昭和に作られた藤岡弘、主演の仮面ライダーの物語だ。
その後の、仮面ライダーとの大きな違いはそのドラマの陰鬱さと怪奇色であろう。
物語が暗くそして、奇妙なグロさとペーソスに彩られている。
考えてみれば、仮面ライダーとはバッタの能力を移植された改造人間である。
そして、対する敵のショッカーはナチスの残党という設定だ。
ナチスの残党に拉致され、無理矢理行われた人体実験の結果、バッタ人間として生きる運命を課された男の物語だ。
結構な重さではなかろうか。
今の平成ライダーには殆ど感じ取る事が出来ない重さを初代仮面ライダーには特に感じてならない。
なんといっても、藤岡弘、がまた、イイ。
そして、現在の藤岡弘、も最高だ。
仮面ライダーの荒ぶる哀しみを役を離れた今もなお、体現しているかの様に思ってしまう。
はたと思ったのだが、仮面ライダー、そして藤岡弘、が体現している哀しみとは昭和という時代の哀しみを表しているのではないだろうか?
敗戦のショック、高度成長期への突入と時代によって、否応もなく変わらなければならなかった男たちの哀しみのペルソナを具現化してみせたのではなかろうかと。
故に今の時代からすると、時に過剰で、時に滑稽に思える演出や藤岡弘、の演技も納得がゆく。
仮面ライダーや藤岡弘、を通じて、自分は昭和を観ていたのだ。
そして、藤岡弘、は現在も昭和を体現している。
藤岡弘、の名に続く句読点がそれを表している。
藤岡弘、の中で昭和は終わっていないのだ。
いや、昭和というよりも各時代を生き抜いてきた男たちの魂が終わっていない、引き継いできたと信じたい。
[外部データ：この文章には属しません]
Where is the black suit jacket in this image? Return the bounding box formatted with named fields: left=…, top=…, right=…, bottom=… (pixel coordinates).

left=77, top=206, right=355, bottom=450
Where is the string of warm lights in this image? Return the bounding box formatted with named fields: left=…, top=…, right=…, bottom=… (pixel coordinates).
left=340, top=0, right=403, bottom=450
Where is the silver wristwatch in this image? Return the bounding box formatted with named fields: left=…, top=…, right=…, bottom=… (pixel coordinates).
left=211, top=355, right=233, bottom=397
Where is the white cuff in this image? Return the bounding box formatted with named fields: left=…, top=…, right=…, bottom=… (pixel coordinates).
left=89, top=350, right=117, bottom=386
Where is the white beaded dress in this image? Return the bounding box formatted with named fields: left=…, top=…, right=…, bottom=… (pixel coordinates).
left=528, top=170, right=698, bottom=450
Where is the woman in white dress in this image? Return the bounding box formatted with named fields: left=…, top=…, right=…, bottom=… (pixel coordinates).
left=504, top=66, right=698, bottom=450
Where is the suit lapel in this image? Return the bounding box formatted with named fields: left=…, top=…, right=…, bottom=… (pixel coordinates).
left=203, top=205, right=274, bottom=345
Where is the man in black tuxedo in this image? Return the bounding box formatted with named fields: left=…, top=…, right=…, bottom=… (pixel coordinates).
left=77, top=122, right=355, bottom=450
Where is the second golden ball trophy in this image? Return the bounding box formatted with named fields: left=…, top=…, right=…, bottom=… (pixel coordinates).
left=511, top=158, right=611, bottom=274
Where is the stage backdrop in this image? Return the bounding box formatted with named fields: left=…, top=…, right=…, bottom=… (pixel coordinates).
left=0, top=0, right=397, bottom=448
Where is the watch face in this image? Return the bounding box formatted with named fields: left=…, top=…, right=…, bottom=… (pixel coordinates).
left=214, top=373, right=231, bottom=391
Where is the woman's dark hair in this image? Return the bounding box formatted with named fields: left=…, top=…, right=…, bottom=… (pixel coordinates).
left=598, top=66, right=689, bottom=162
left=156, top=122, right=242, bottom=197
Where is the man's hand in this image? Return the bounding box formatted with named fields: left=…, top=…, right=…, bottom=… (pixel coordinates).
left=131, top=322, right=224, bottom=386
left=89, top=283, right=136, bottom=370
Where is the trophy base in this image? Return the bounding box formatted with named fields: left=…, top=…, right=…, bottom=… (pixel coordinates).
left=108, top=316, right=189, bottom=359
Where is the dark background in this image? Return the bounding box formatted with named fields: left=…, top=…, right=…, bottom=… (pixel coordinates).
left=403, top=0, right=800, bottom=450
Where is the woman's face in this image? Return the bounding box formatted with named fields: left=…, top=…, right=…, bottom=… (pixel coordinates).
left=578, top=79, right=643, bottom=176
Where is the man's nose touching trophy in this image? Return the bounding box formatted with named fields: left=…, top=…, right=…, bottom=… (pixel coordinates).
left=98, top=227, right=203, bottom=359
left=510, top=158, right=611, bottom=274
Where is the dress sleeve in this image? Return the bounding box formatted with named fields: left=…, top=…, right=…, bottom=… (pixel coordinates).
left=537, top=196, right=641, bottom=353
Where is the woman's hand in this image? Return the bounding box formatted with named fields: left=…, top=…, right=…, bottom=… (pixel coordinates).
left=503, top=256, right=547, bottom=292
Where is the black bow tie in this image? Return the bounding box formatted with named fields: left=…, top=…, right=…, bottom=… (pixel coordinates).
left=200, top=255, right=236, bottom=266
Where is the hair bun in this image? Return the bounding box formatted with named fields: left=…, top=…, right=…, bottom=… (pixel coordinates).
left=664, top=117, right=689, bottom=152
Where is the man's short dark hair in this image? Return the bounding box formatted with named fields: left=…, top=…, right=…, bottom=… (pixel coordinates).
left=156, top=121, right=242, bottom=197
昭和の終わりに生まれた自分も仮面ライダーの気概を持って、藤岡弘、の後に続いてゆきたい。
「はるかなる愛にかけて」
勇敢に戦った男がいた
人生を戦った男がいた
自由のために 愛のために
君は何にかけ 何と戦うか
たったひとつの この命を
はるかなる愛に かけて戦う
それだけでいいのさ
おれは おれは 仮面ライダー
雄々しくも戦った男がいた
人生を戦った男がいた
誠のために愛のために
君は何にかけ 何と戦うか
たったひとつの この命を
いとおしき愛に かけて戦う
それだけでいいのさ
おれは おれは 仮面ライダー
自分が初めて見た仮面ライダーはスカイライダー。このエンディングテーマが自分も、一緒に見ていた父も大好きだった。
人の世に熱あれ、人間(じんかん)に光りあれ。